Controlling and acting in a mixed reality is going to be highly contextual and performed by hands and speech. Why? Because they form the most natural interface. The mouse was kind of a crutch. You couldn’t interact directly with the screen, so a layer of software and hardware was put in between to facilitate translation. The iPhone burst the last shackle on the manipulation front and opened up a more logical one: touch. Or rather just doing what you want with your hands and fingers. Now you can directly interact with the screen.

“Yeah, but that still doesn’t explain the mixed reality thing?” Correct, but what happens when you take the screen out of that equation?

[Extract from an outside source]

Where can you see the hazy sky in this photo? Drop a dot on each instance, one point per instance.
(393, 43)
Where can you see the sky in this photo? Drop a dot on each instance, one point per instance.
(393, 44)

And that’s when it all slots together. The screen, I am sad to say, is also a crutch. It is merely a window, a limiting frame. We’ve grown comfortable with its limited view and have been steadily expanding its size, but the future holds no more size, just everything you can see. It is in need of a design language that is spatial.

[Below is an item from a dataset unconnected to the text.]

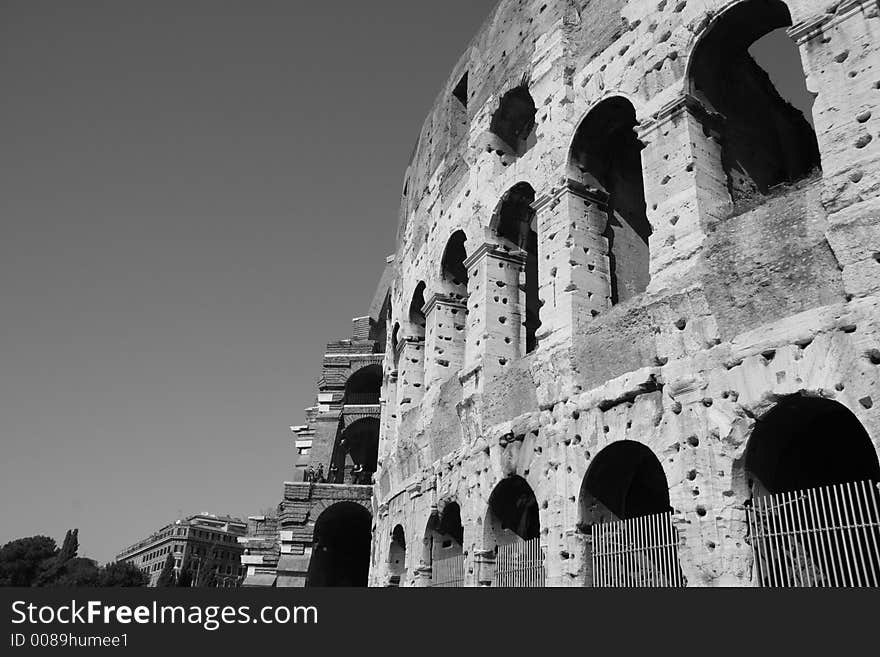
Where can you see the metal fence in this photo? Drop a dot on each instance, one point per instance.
(520, 564)
(825, 536)
(640, 552)
(448, 572)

Just look around you for a moment. Imaging you are viewing this through your “mixed reality smartphone device” (or whatever we will use eventually) and you get a call. What would happen? Would it project a phone for you on a table, to pick up and hold like a phone? In essence be skeuomorphic? As enticing as that may sound, it’ll become real bothersome after, I think, the second call. You’ve just replaced a real phone with a virtual one and are cluttering unnecessary virtual objects everywhere. Instead you’ll most likely get a notification. That notification is at a different information level however, and needs to stand out from what you are looking at, which is the real world and contextual projections.

How can you enhance the contrast of the real world with that of the virtual? Remove any trace of the real world. Get rid of skeuomorphism while retaining all the elements of UI. “Getting used to interfaces,” indeed. We needed to be prepared for one that would function more clearly in mixed, projected views.

This is where Tom Cruise peeks around the corner to perform his Minority Report jazz hands bit. Though we’re not going to need his gloves or anything (or Tom himself for that matter), but we are going to need the interface to conform to touch and gestures, to be clear and in high contrast, to obviously stack or blur information and denote importance, to be able to be projected into a 3D space and remain legible. Text input? That’s going to be Siri, Cortana, or whatever-Google-is-eventually-going-to-call-their-agent, whispering in your ear: “waiting for dictation”. At least, until we get our brains hooked up directly.

Destination mixed

All three — Google, Microsoft and Apple — have been moving in this direction. All three might have been commented on as being on the forefront of VR, AR and MR, and some might have been blasted for (publicly) not doing anything at all! But their design language makes it clear what they’ve been cooking up exactly. All these design languages were never meant to enhance your smartphones, they were meant to be merely compatible with it. To provide a solid basis for mixed reality interface to work, without ever having to shock people into completely relearning the tools of the trade, to prepare for a spatial OS.

Of course, this isn’t a guarantee that the design languages as they are now are going to be used directly, but they will evolve to incorporate more and more elements to enhance VR, AR and ultimately MR experiences.